Lo de ser “for export” se puede entender en distintas claves. Fogwill hablaba de la legibilidad de la prosa y en esa medida me interesa que lo local adquiera un rango compartible: la universalización de la experiencia individual. Es lo que encuentro en Kobo Abe, Juan Rulfo, Juan José Saer o William Faulkner. Todos ellos están muy marcados por su entorno pero podemos leerlos sin conocer sus claves regionales. No pasa lo mismo con otros autores. En muchos de mis textos hay búsquedas y críticas de la identidad. No me interesa escribir una literatura deslocalizada, que se ubique en la geografía de ninguna parte, pero tampoco me interesa explotar el color local. Uno de los asuntos que más me intrigan es el sentido de pertenencia. ¿Por qué sentimos que somos de un sitio y no de otro? Más allá de las obviedades nacionales, ¿cuáles son las claves íntimas que nos vinculan a la noción de lugar? Todo esto me interesa mucho. Al mismo tiempo, está la posibilidad de ser deliberadamente –es decir, artificialmente- de un sitio. Es lo que discuto en el último episodio de Los culpables (“Amigos mexicanos”). He vivido en dos ocasiones fuera de México, las dos por tres años (en Berlín del 81 al 84 y en Barcelona del 2001 al 2004). En esas estancias, la idea del exilio, poco común entre los mexicanos, estuvo muy presente. Escribí buena parte de El testigo durante mis años de Barcelona.

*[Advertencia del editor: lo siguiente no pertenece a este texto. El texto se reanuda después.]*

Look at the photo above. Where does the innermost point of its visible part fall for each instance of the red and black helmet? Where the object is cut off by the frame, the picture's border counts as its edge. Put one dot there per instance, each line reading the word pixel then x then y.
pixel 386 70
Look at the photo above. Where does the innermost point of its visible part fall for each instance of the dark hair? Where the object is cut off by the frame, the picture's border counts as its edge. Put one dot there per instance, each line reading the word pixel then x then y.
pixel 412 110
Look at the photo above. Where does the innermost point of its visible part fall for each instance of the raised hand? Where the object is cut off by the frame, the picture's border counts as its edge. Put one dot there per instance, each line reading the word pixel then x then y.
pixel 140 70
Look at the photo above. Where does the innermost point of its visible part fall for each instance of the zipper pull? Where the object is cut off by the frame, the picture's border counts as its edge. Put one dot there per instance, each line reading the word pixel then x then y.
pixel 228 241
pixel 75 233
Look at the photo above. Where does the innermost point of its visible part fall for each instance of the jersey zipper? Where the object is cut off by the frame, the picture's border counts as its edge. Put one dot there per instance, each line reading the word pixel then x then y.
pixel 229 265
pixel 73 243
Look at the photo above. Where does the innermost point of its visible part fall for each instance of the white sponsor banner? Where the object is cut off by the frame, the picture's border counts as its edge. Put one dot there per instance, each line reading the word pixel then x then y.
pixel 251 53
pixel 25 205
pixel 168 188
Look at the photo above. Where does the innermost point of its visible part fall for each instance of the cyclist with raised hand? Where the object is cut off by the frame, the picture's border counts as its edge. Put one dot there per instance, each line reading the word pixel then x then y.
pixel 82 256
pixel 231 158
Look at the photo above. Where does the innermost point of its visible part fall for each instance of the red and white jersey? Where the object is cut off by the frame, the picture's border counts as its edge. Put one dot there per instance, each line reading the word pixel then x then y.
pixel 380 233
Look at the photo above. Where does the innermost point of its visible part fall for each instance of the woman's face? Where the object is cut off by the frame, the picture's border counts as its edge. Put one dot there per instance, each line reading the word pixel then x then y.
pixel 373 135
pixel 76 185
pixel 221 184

Me interesaba imaginar el “síndrome de Ulises”, la oportunidad de un regreso para un expatriado, construir un país en la nostalgia que se superpone al país real. Todo regreso entraña un desencuentro y por eso mi novela lleva el título de El testigo. El protagonista se acerca al México que en teoría cambió con la caída del PRI, pero más que un actor es un testigo de los hechos; está desfasado, con un pie en el país real y otro en el país de su evocación, acaso es más genuino que el primero.

Pertenecés a una generación de escritores a la que en reiteradas oportunidades se ha catalogado como frívola o no comprometida. ¿A qué lo atribuís? ¿Te hicieron alguna vez un reproche semejante? ¿Cuál es, a tu criterio, el compromiso social del escritor? ¿Existe tal compromiso?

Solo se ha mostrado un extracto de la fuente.